Quake reconstruction comes to standstill

By Peter Beaumont

The reconstruction of Haiti has virtually ground to a halt, six months after a devastating earthquake killed 230,000 people and made 1.5 million more homeless in the most impoverished country in the Americas.

Despite pledges of US$5.3 billion ($7.4 billion) from the international community over the next two years to rebuild Haiti's ruined infrastructure, only a tiny fraction has so far been delivered, as aid agencies and donor countries complain that Haiti's Government has not provided the necessary blueprint for recovery.

The reconstruction effort was described in a report by Senator John Kerry to Congress last month as stalled amid a lack of leadership and disagreements among donors and disorganisation.

That verdict has been confirmed by a series of reports from major aid agencies, delivered in the last week before the six-month anniversary today, painting a bleak picture of conditions in Haiti.

The British charity Save the Children, which has described the aftermath of the earthquake as the most challenging and complex emergency in its history, said last week: "Most people have little access to safe shelter, drinking water, electricity or healthcare."

It warned that, given the conditions that so many are still living in, a major storm in the hurricane season could spell another disaster for the country and its people, requiring a renewed surge of humanitarian aid.

The complaints - both public and private - over the stalling of the recovery effort confirm the Observer's own observations in three trips to Haiti over five months.

While some aspects of normal life have returned, rubble appears to have been untouched in large areas of the most badly affected neighbourhoods, survivors have been hit by escalating rent and food prices and, most worrying, those made homeless are steadily trickling back from temporary shanties in Port-au-Prince to live among the rat-infested ruins in areas like Fort National - encouraged to move, they say, by Haiti's government.

The dire state of affairs was underlined by a second report last week from the International Federation of Red Cross and Red Crescent Societies.

"The current situation," it reported, "is not sustainable.
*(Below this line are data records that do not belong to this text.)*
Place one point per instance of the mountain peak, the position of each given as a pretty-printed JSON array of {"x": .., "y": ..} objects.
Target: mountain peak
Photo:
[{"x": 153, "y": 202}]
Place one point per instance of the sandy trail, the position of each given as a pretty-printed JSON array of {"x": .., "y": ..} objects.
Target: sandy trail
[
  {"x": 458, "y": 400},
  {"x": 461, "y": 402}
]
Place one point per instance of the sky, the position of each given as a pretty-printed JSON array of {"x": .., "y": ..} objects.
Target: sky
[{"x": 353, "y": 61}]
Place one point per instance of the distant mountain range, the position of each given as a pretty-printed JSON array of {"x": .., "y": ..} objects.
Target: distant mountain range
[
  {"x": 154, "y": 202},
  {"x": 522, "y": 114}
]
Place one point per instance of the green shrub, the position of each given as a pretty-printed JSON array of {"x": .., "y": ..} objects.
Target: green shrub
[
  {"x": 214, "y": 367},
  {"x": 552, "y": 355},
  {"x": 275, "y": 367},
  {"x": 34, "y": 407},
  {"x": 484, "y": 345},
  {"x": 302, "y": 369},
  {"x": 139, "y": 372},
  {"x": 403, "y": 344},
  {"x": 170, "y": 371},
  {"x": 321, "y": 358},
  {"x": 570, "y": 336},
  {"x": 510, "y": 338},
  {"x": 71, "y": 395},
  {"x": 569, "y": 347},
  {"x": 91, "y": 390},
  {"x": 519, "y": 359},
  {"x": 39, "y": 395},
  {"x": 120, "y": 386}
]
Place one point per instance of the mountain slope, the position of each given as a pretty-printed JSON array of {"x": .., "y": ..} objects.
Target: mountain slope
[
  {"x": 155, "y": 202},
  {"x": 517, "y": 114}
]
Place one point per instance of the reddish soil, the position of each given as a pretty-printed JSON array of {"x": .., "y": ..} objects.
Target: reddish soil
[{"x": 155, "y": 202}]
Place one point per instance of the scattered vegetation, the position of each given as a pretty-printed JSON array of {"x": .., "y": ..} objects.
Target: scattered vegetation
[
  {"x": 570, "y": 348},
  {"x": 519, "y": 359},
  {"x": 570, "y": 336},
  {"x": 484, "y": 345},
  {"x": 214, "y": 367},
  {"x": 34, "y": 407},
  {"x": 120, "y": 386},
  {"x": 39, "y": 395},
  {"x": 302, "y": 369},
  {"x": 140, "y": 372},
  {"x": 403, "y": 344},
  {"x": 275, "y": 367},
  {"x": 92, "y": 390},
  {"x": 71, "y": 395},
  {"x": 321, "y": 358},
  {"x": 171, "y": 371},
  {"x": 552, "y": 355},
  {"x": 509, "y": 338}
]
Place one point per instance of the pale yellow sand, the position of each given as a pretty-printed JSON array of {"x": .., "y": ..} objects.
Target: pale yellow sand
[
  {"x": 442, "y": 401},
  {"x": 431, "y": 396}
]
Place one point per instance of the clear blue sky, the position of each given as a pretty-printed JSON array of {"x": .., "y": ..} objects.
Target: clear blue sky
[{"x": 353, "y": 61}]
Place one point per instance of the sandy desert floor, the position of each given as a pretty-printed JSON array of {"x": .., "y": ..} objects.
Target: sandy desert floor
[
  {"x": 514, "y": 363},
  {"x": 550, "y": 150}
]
The Red Cross and other agencies providing water and sanitation services are supplying services on behalf of the Haitian authorities and are stretched beyond their collective capacity and mandate. The current approach is of buying time while longer-term decisions are made."

ActionAid declared at the weekend that the country's reconstruction plans were flawed and in need of an urgent rethink. It was harshly critical of how even the rebuilding that was being undertaken did not take into account the needs of the earthquake victims.

"The rebuilding, overseen by a special commission led by Bill Clinton and Haitian prime minister Jean-Max Bellerive, reflects the wishes of donor countries - mainly the US and the EU - rather than the needs of Haitians themselves."

Describing the deadlock, one major British charity said: "It is a serious crisis. The Haitian Government has been paralysed by inertia since the earthquake. There is a strong feeling that it is inappropriate to repeat the errors of the past decades of aid provision - bypassing Haiti's Government."

The major donors who usually gave money were not going to throw more money at Haiti without a coherent plan and the Government needed to stand up quickly.